Durante a reunião duas pautas foram amplamente discutidas. A primeira é a necessidade do aumento de terras indígenas homologadas pela governo. No ano de 2015, o governo federal legitimou apenas duas indicações de terras indígenas. Existem muitos outros pedidos de validação pendentes na região amazônica. Para os indígenas é necessário mais agilidade.
Cartaz em protesto a PEC 215 durante a etapa. Foto: Divulgação/ Mario Vilela - Funai
Durante a reunião foram levantas mobilizações e cartazes contra a PEC 215, a segunda pauta mais discutida. A proposta de ementa foi aprovada no dia 27 de outubro desse ano e inclui dentre as competências exclusivas do Congresso Nacional a aprovação de demarcação das terras tradicionalmente ocupadas pelos índios.
Para os indígenas a PEC 215 beneficia somente a bancada ruralista, que atualmente é uma das mais fortes bancadas no congresso. “Na atual conjuntura, a gente verifica que o Estado Brasileiro é contra os povos indígenas. Os dois parágrafos da constituição confirmam que a demarcação deve ser feita pelo executivo, por decreto da presidência. Nas casas legislativas a bancada ruralista cresceu. Por isso eles querem que seja feito pelo legislativo”,  disse Nara Baré, representante da Coordenação das Organizações Indígenas da Amazônia Brasileira (Coiab).
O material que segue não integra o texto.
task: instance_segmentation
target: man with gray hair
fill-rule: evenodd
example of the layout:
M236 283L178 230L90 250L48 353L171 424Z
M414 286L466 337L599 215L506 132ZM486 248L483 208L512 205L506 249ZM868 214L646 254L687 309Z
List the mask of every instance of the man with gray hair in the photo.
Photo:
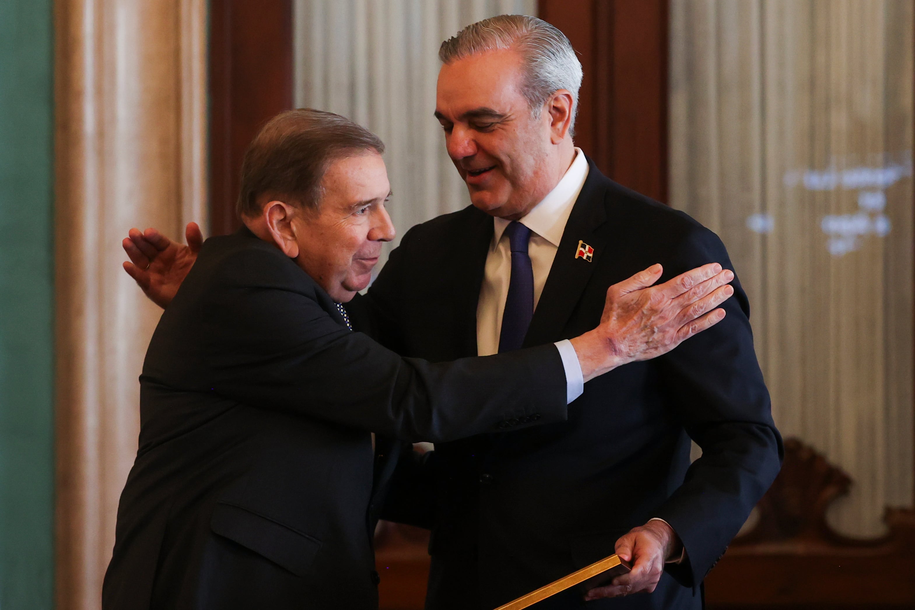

Melhoria de vida na região 
A avaliação geral feita pelos participantes durante a reunião é de que o estado brasileiro é ineficiente no cumprimento das leis. E de acordo com Nara esse diálogo entre os indígenas e o governo brasileiro deve trazer mais benefícios pra região.“Se todas as nossas propostas forem aderidas vai melhorar muito a qualidade e o atendimento aos povos indígenas em vários sentidos. As pessoas acham que nos somos iguais, mas nos somos diferentes e isso deve ser respeitado. Quando o estado observar isso as coisas vai melhorar pra nós e para as futuras gerações”.